The Journal of Informed Pharmacotherapy 2002;11:406.
Smith J, B.Sc.(Pharm), Don Hamilton, B.Sc.(Pharm), Roxane Carr, B.Sc.(Pharm) Pharm.D.
Department of Pharmacy, Children's and Women's Hospital of British Columbia, Vancouver, British Columbia, Canada
Canadian Society of Hospital Pharmacists (British Columbia Branch) Residency Research Presentation Night, Vancouver, British Columbia, Canada. May 8, 2002.
To examine the practice of potassium chloride (KCl) replacement in pediatric oncology patients receiving amphotericin B (amp-B); including a review of adherence to the KCl replacement guidelines in our institution as well as a review of the literature and other pediatric institutions' KCl replacement protocols.
A Canadian teaching institution.
A retrospective chart review was conducted of patients who received amp-B on the oncology ward between August 27, 2000 and May 17, 2001. A literature search was conducted. A survey of pediatric oncology pharmacists at other pediatric institutions was done to assess KCl infusion guidelines in other institutions across North America.
A total of 20 hypokalemic episodes were identified within 22 patient admissions. Of these episodes, 55% used KCl replacement at rates exceeding our institution's current guidelines. Physicians were adherent to providing proper documentation of each episode requiring an interim policy for a rate exceeding our hospital guidelines. A consensus on the maximum rate of KCl that can be safely infused in a non-critical care ward could not be found in the literature. Other pediatric institutions varied with respect to the maximum rates and concentration of KCl permitted on non-intensive care wards..

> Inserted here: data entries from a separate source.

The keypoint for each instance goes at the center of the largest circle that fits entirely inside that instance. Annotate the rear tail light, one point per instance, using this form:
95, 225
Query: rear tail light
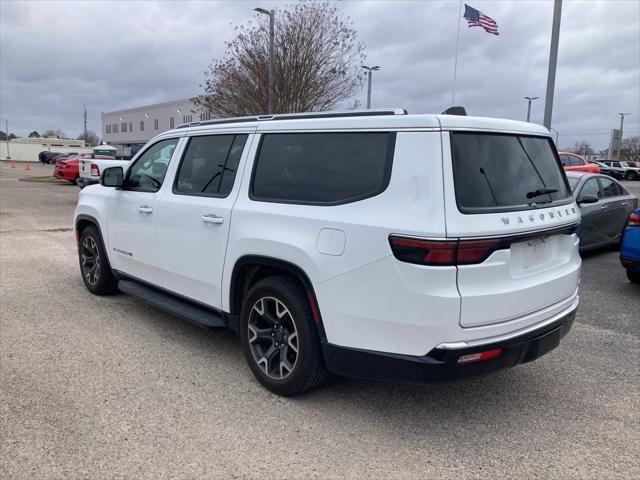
480, 356
443, 252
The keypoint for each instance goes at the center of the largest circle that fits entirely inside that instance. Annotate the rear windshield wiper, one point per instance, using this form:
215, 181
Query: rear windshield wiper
541, 191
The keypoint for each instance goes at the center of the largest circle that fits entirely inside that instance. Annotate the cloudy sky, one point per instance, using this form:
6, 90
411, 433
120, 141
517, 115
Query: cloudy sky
110, 55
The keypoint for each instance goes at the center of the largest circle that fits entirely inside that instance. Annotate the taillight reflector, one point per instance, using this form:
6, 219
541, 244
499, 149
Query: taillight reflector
442, 252
480, 356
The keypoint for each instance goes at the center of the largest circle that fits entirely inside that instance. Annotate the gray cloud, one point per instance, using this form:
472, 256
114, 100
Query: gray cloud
57, 56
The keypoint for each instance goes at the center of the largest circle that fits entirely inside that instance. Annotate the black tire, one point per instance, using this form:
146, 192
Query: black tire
96, 274
633, 276
307, 370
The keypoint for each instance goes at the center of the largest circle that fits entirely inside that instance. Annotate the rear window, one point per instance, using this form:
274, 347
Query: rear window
497, 172
322, 168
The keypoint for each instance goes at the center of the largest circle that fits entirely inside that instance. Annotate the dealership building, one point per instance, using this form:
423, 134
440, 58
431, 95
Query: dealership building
129, 129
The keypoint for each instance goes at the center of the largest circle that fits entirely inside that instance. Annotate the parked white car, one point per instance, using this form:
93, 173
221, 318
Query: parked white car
367, 243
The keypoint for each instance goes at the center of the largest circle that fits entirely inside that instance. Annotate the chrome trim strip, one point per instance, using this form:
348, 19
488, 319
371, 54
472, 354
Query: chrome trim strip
510, 335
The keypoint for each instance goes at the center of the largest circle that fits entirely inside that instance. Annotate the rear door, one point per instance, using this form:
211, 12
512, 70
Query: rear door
507, 193
194, 215
617, 208
593, 223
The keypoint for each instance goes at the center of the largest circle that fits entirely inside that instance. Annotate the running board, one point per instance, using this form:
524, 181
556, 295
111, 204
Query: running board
186, 310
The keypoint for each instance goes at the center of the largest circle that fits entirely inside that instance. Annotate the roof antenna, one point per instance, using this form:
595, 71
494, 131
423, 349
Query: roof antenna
455, 111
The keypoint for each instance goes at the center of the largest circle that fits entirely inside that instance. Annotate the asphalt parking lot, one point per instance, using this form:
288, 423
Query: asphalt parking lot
107, 387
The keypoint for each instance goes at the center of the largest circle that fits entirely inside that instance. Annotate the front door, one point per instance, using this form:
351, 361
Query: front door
194, 216
133, 212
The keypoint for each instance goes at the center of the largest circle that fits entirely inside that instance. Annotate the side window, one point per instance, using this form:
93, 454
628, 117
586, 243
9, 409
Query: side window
322, 168
147, 173
209, 165
609, 187
590, 187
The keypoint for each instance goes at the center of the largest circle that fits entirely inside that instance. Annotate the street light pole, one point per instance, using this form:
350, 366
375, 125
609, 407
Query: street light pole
530, 99
271, 15
622, 115
369, 74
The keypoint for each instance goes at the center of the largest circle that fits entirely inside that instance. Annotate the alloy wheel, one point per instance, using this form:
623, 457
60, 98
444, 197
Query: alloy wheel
90, 258
273, 337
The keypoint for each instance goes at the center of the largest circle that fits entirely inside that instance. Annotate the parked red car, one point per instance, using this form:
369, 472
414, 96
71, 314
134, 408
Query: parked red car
68, 169
575, 163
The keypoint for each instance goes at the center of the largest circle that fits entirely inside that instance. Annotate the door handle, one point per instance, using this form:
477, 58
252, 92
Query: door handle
212, 218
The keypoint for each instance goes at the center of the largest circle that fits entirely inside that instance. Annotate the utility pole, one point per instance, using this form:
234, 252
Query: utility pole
85, 124
530, 99
622, 115
553, 62
6, 122
369, 74
271, 14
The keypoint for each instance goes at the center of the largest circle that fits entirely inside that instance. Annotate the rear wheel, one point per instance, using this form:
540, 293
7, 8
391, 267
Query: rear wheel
633, 276
94, 266
279, 339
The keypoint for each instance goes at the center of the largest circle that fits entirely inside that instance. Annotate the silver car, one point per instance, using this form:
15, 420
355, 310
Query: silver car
605, 206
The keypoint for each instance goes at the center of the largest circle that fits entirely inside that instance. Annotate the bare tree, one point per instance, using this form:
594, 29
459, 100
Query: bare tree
317, 63
631, 148
92, 139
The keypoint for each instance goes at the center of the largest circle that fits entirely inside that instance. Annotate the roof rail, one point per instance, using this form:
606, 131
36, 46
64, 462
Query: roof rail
296, 116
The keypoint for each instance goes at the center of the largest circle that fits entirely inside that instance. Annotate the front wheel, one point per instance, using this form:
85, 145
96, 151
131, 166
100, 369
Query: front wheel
279, 339
633, 276
94, 266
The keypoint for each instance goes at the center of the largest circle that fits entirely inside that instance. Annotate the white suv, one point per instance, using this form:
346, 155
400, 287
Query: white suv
367, 244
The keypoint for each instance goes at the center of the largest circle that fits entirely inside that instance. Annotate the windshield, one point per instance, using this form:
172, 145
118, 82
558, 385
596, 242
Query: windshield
573, 182
497, 172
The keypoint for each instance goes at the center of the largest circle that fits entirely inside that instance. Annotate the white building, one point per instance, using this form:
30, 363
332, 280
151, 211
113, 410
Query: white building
129, 129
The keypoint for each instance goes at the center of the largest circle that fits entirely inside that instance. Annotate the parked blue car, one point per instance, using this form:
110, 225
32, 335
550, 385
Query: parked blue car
630, 247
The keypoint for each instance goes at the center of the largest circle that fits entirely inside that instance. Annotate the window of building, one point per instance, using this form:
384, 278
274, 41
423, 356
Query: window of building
322, 168
209, 165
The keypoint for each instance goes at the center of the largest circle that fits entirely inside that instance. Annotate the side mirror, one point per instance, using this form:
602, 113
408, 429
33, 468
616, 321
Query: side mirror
112, 177
588, 198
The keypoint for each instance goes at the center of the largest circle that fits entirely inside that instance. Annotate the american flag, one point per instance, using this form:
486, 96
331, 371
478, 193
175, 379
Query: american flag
478, 19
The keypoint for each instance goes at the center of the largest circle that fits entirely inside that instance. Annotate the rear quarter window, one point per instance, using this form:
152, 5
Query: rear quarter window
322, 168
503, 172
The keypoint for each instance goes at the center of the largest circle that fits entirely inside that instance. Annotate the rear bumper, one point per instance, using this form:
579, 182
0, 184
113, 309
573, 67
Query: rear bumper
440, 365
85, 182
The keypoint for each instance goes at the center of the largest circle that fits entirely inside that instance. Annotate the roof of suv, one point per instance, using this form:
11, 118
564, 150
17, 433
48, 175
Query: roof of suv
359, 119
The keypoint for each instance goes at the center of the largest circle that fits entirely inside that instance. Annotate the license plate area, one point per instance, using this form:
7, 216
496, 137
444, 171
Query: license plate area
533, 255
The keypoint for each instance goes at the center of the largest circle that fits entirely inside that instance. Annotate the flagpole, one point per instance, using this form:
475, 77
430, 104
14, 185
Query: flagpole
455, 63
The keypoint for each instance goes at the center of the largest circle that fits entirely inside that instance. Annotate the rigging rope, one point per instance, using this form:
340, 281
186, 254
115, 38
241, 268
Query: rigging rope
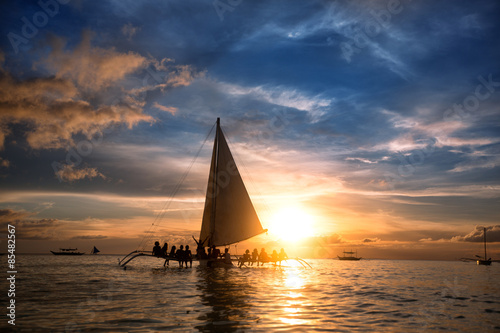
150, 233
249, 176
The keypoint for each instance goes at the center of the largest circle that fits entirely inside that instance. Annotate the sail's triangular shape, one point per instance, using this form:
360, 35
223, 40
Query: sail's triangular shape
229, 216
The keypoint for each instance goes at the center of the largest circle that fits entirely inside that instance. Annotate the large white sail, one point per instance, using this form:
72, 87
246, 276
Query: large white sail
229, 216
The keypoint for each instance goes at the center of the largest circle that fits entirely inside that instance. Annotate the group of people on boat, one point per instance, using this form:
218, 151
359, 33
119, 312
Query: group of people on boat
183, 255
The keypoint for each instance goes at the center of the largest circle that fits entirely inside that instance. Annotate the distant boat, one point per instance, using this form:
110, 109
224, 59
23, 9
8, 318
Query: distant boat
349, 256
67, 252
484, 261
229, 216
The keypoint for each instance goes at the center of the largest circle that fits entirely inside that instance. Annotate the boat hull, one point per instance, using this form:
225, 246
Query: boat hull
215, 263
67, 253
349, 258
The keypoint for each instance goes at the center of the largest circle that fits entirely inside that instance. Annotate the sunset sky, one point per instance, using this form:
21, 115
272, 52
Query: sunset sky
367, 125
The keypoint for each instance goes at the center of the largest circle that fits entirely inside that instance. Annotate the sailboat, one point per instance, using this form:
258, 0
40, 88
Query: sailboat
350, 256
229, 216
484, 261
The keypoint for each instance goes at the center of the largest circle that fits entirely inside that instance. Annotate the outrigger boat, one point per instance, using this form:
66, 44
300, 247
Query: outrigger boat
350, 256
229, 216
484, 261
67, 252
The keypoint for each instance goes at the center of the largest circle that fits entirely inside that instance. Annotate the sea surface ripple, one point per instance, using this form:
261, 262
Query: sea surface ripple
92, 293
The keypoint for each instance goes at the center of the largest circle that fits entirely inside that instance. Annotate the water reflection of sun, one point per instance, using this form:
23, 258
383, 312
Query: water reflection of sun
294, 302
291, 224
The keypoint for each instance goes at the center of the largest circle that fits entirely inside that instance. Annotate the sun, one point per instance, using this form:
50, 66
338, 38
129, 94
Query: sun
291, 224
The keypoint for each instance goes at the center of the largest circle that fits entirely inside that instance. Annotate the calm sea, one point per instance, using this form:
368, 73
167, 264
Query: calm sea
91, 293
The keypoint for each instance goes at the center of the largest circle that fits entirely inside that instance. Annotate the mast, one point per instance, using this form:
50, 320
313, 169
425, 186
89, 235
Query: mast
214, 191
484, 236
229, 216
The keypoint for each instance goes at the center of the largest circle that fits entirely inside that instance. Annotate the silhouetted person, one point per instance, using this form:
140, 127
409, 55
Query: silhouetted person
164, 254
180, 255
200, 252
215, 252
157, 249
245, 258
188, 257
173, 250
263, 257
227, 257
282, 255
274, 256
164, 250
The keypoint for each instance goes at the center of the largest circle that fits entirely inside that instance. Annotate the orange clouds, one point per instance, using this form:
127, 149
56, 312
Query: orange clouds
91, 68
69, 173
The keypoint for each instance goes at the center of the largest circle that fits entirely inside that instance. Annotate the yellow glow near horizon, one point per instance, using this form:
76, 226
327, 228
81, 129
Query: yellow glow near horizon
291, 224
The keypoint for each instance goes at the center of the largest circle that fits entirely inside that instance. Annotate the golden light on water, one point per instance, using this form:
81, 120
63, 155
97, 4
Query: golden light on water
291, 224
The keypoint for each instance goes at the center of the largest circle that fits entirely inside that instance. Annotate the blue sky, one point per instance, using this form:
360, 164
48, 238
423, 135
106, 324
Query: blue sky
380, 118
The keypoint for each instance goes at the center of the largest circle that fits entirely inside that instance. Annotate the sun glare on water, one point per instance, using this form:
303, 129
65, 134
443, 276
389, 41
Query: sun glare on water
291, 224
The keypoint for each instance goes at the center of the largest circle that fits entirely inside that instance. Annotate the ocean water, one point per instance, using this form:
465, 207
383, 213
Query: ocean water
92, 293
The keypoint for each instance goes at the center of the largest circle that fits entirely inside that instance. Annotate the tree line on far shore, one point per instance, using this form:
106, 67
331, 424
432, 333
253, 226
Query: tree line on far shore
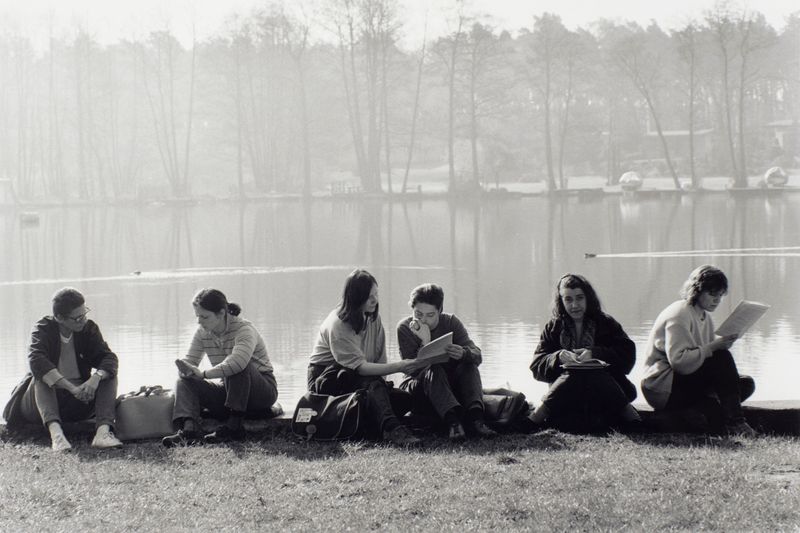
263, 107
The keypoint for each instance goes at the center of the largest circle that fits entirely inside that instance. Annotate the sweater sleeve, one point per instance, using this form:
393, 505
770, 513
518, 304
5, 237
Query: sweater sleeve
38, 359
244, 345
546, 365
617, 349
683, 354
461, 337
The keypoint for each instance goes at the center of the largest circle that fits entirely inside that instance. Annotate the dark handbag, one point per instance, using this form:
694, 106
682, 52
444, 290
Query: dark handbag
327, 417
504, 407
144, 414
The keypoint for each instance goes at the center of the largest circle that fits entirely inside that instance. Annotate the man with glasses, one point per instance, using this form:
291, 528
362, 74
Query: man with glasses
73, 375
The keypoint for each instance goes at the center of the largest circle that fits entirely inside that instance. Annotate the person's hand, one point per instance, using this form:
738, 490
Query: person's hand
566, 356
188, 370
723, 343
455, 351
421, 330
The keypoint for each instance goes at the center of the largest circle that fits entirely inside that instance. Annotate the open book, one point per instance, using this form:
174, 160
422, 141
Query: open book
744, 315
433, 352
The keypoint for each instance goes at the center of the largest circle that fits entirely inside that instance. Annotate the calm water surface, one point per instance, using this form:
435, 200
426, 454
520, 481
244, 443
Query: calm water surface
285, 262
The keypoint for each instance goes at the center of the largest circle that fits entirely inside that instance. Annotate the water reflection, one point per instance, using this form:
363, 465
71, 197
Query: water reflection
284, 262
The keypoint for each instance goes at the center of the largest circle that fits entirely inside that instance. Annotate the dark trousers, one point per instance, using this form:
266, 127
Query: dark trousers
249, 391
716, 389
443, 387
42, 403
384, 403
585, 400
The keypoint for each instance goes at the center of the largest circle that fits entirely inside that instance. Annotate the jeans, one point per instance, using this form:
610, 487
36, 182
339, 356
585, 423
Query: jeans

Based on the data from this review, the intravenous KCl administration guidelines for our hospital were changed. We now allow a maximum peripheral line concentration of 60 mmol/L (as per current protocol), a maximum central line concentration of 120 mmol/L (increased from 80 mmol/L), and a maximum KCl infusion rate of 0.4 mmol/kg/hr (increased from 0.3 mmol/kg/hr) without the requirement of a heart monitor. TPN is now restricted to maximum concentration of 80 mmol/L and fluid restricted patients are restricted to a maximum concentration of 150 mmol/L. As the methodology of this study provided only an estimation of the KCl requirement in a select population, it is important that the effects from the changes of the new guidelines are frequently monitored. It is also important that physician, nursing, and pharmacy staffs are well educated on the new guidelines and continuously monitor for efficacy and toxicity of IV KCl therapy.